Being named after a tennis icon can be a huge burden for any player, but Martina Hingis never felt so. In her own words, it has "not really been a case of excess baggage for me to have been named after Navratilova. Maybe it is because I started playing so young (at four) that I didn’t have to worry about it."
In a freewheeling chat with HT, the 25-year-old Swiss Miss spoke of her remarkable comeback to the game after a three-year break, that infectious smile never leaving her face.
Your parents named you after Martina Navratilova. Did it affect you in any way?
From the time I first started playing, I have always lived up to expectations, so I never felt any pressure in that sense.

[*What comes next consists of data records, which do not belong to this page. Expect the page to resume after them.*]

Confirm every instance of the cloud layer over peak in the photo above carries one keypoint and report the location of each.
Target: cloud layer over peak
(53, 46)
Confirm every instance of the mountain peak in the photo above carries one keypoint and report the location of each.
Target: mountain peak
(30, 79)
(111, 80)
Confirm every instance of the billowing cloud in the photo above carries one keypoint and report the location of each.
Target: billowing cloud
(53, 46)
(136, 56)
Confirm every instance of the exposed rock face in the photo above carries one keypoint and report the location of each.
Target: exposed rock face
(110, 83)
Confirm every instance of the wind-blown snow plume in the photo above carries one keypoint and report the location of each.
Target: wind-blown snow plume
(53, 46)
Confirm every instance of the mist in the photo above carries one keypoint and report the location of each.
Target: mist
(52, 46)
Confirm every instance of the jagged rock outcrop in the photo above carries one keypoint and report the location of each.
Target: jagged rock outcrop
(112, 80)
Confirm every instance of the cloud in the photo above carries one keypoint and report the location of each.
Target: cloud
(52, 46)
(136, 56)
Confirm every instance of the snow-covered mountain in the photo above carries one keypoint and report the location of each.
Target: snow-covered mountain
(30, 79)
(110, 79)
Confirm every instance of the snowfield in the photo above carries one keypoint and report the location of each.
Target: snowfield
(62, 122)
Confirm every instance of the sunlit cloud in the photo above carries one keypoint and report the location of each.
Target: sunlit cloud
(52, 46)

A lot has been written about your childhood, when you moved from Czechoslovakia to Switzerland with your mother Melanie. What do you recall of those days?
The first thing is that when we moved out, it was not as if I was playing on the streets. Then, I have been very close to my mom since my childhood. I cannot talk much about my father because my mom re-married shortly after she separated from him.

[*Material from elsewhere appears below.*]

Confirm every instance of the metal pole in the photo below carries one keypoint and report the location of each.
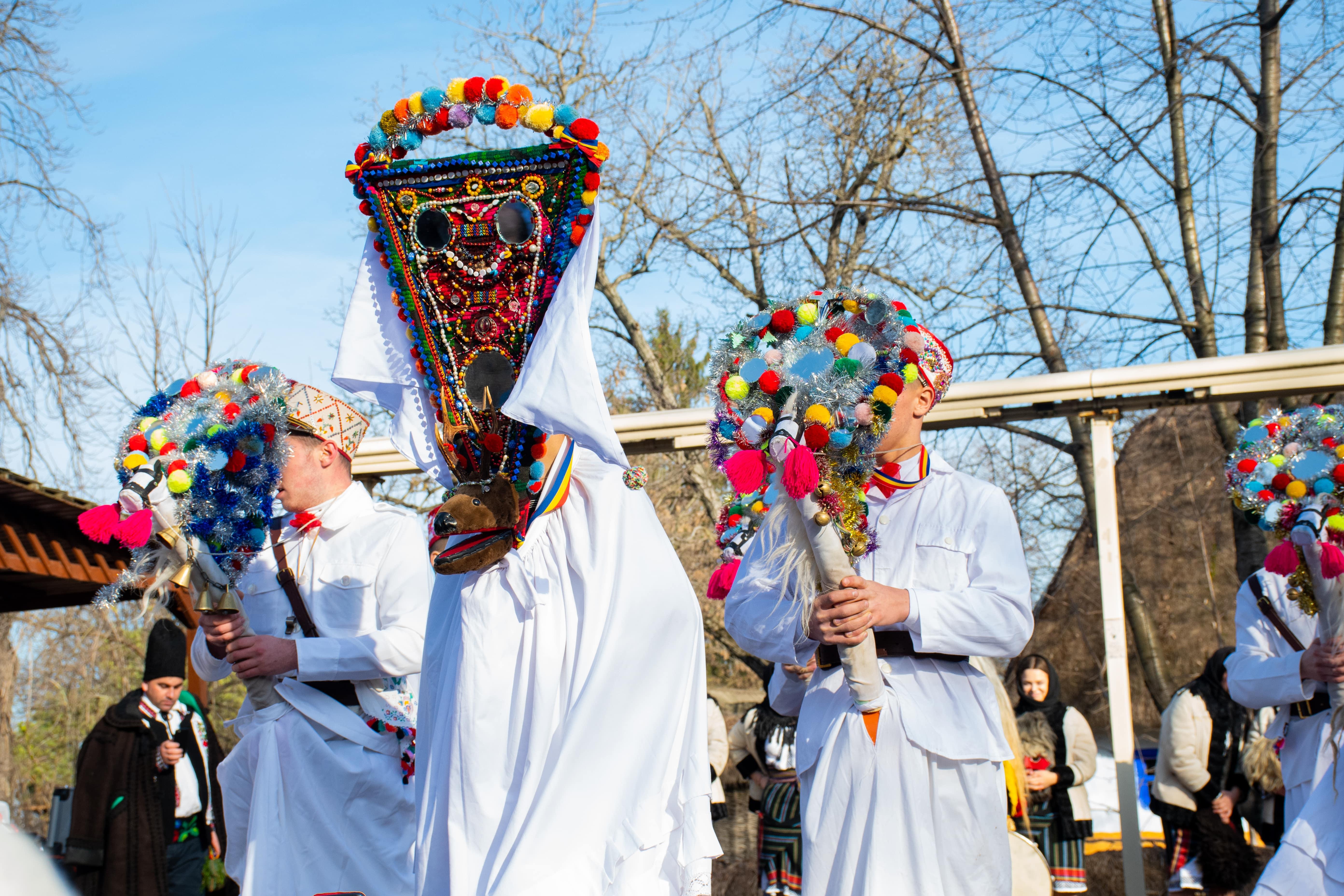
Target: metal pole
(1117, 649)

How would you describe your relations with your mother?
(Shrugs) I cannot explain in one sentence what she means to me. She has been with me all the time - as a mother, a coach and almost everything.
In the mid-90s, the FHM magazine twice voted you as one of the 100 sexiest women in the world and you were talked of as one of the “Spice Girl” of tennis. How do you look back on that time?

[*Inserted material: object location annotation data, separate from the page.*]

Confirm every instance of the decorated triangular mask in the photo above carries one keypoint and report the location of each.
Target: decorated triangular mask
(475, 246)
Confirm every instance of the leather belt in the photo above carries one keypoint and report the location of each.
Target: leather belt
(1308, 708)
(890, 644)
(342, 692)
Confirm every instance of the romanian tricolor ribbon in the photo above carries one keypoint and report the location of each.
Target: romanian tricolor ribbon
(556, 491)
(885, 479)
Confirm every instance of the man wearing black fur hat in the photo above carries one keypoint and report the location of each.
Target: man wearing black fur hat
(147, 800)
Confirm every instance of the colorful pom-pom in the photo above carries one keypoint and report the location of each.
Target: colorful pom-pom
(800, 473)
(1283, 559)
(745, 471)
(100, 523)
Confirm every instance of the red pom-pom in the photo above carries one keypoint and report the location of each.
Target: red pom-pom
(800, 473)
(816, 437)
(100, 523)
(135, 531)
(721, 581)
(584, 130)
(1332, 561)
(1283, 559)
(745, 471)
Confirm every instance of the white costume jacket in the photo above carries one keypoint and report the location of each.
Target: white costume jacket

Anna was a glamourous player. We played a lot of doubles together, but these tags don’t really matter.
If you were to compare that time with the Spice Girls of today?
Who are the Spice Girls today? One cannot compare two different times at all.
What does it mean to be No. 1 once and then having to make a comeback?
Three years is a long time to be away. When I again started playing and went for the Australian Open, I did not know what to expect. I always believe that even if you have talent, you have to back it up with results.
Could you tell something more?
When I started, it was like I had entered singles and doubles in a tournament. I had to train very hard after the ankle injuries, so I did not know what to expect. And yes, I then went on to win the mixed doubles title with Mahesh Bhupathi at the Australian Open this year.
You were a natural player, not one who pumped iron and was seen in the gym day in, day out…
I have had to work much harder on my return after the layoff. Earlier, I was not the sort who spent long hours in the gym. But yes, I did a lot of training last year. Well, if you close me in a gym for a week, I will die! For me, working on fitness is easier if I go outdoors and run.
How important is discipline in competitive sport?
If you are not disciplined, it’s tough to succeed. If I am successful, it has a lot to do with my discipline.
What went through your mind when you played the Australian Open this year?
I did not know if I would last the matches when I made the comeback. I was playing against much fitter players. But with each match after that, after beating some of the big names, I felt really good.
How would you rate yourself on a one to ten scale in terms of what you have achieved in 2006?
I would put it at eight.
Talk of Indian tennis and Sania Mirza is the name on everyone’s lips. But you must have seen more of Leander Paes and Mahesh Bhupathi.
They were the best when they played together and played amazing volleys. For me, winning the mixed doubles with Mahesh is special. In 2004, when Leander was making a comeback after his brain tumour treatment, I did see him. Everyone was curious to see him, more so since he was playing with Martina Navratilova.
Kolkata has a variety of cuisine to offer. Have you sampled any of it?
I love Indian food, though I have to be careful with the spices! But I am enjoying it.